I was reading that 43% of companies are planning to hire “AI governance” roles in 2025.

But when I asked people what “AI governance” actually means, nobody could give me a straight answer.

Is it compliance? Is it making sure models are fair? Is it preventing hallucinations? Is it security? Is it… something else?

Everyone I talked to said “we need governance” but they all meant something different.

I think this is because AI governance is actually really hard to define.

Traditional software has governance. You have code reviews. You have testing. You have deployment pipelines. You have rollback procedures.

But AI is different.

What do you govern? The model? The training data? The output? All three?

How do you know if a model is “governed properly”? You can test it. But AI models fail in weird ways. You can test for bias on one axis and miss bias on another axis.

How do you audit an AI decision? With traditional software, you can trace through the code. With AI, you can’t. The model is a black box.

So when companies say “we need AI governance,” I think they actually mean “we’re concerned about AI and we’re hiring someone to be concerned about it professionally.”

Which is… not nothing. But it’s also not a comprehensive approach to AI governance.

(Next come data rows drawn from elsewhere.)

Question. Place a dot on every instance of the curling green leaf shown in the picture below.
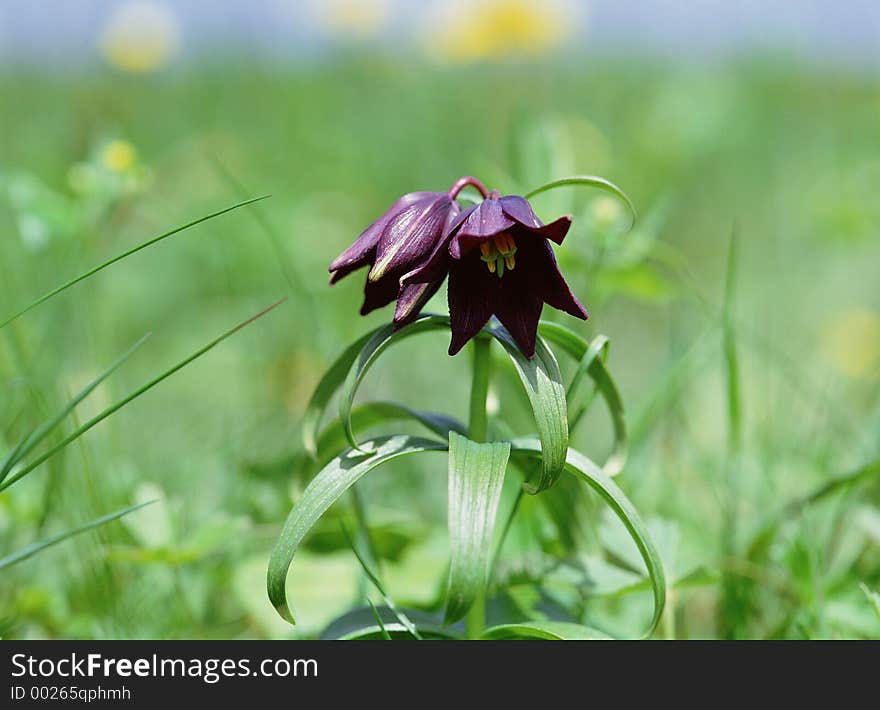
(36, 547)
(143, 245)
(587, 471)
(330, 483)
(476, 473)
(369, 352)
(542, 381)
(587, 355)
(389, 602)
(327, 387)
(588, 181)
(546, 631)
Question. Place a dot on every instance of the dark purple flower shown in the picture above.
(395, 244)
(499, 263)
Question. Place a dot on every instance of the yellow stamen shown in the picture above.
(498, 253)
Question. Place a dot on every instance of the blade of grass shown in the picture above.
(143, 245)
(134, 395)
(28, 443)
(36, 547)
(374, 580)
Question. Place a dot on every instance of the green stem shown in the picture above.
(478, 427)
(475, 621)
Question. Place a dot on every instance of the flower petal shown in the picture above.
(471, 300)
(411, 299)
(411, 235)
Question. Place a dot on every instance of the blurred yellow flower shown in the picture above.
(118, 156)
(356, 18)
(852, 344)
(140, 36)
(495, 29)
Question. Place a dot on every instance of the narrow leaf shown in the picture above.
(371, 414)
(476, 474)
(36, 547)
(389, 602)
(587, 471)
(143, 245)
(330, 483)
(378, 342)
(762, 539)
(27, 444)
(586, 354)
(546, 631)
(330, 382)
(542, 381)
(588, 181)
(134, 395)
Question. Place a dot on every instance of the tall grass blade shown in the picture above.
(143, 245)
(26, 445)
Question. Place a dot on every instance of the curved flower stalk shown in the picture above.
(498, 257)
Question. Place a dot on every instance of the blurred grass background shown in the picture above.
(784, 152)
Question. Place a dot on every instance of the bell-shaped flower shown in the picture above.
(394, 245)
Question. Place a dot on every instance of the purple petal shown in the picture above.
(519, 209)
(553, 287)
(471, 300)
(411, 299)
(346, 270)
(520, 316)
(433, 267)
(411, 235)
(358, 254)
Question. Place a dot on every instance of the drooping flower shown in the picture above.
(394, 245)
(500, 263)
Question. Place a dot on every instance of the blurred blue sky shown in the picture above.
(835, 31)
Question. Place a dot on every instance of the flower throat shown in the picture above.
(498, 253)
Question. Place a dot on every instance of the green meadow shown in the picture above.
(743, 312)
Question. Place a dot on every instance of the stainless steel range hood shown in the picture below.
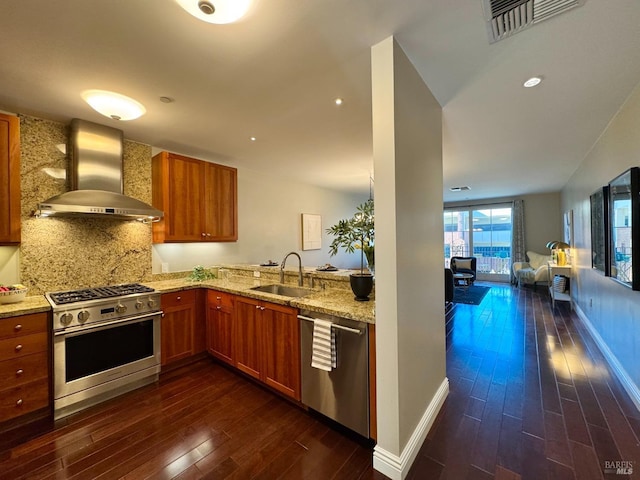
(95, 177)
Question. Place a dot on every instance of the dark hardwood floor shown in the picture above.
(531, 397)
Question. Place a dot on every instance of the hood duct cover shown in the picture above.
(506, 17)
(95, 176)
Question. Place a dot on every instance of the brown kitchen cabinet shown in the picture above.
(220, 311)
(9, 179)
(198, 198)
(267, 344)
(178, 325)
(24, 366)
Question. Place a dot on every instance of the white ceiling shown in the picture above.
(275, 74)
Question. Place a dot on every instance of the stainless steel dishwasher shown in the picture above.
(343, 393)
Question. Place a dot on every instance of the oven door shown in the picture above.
(96, 361)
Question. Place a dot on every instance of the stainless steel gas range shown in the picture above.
(106, 341)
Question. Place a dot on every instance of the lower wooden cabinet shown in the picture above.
(267, 344)
(220, 342)
(24, 365)
(178, 326)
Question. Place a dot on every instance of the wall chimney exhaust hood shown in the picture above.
(95, 176)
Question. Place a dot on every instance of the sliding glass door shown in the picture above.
(483, 232)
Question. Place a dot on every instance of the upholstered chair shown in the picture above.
(534, 271)
(464, 265)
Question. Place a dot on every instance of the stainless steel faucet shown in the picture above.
(299, 267)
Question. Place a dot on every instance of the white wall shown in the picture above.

I think 2026 will be when this becomes obvious. When companies realize that hiring a Chief AI Officer doesn’t automatically make AI safe or compliant.

The real governance will come from:

  • Better tooling for monitoring models
  • Regulatory standards that actually mean something
  • Insurance and liability frameworks
  • Industry standards and certifications

Not from hiring one person to be worried about it.

The companies that figure out systematic AI governance (not just hiring someone) will have a huge advantage.

Everyone else will be vulnerable to the first AI failure that causes real damage.

And it’s coming. Someone’s AI model is going to make a big, public mistake. And then every company will scramble to actually implement governance, not just hire someone to oversee it.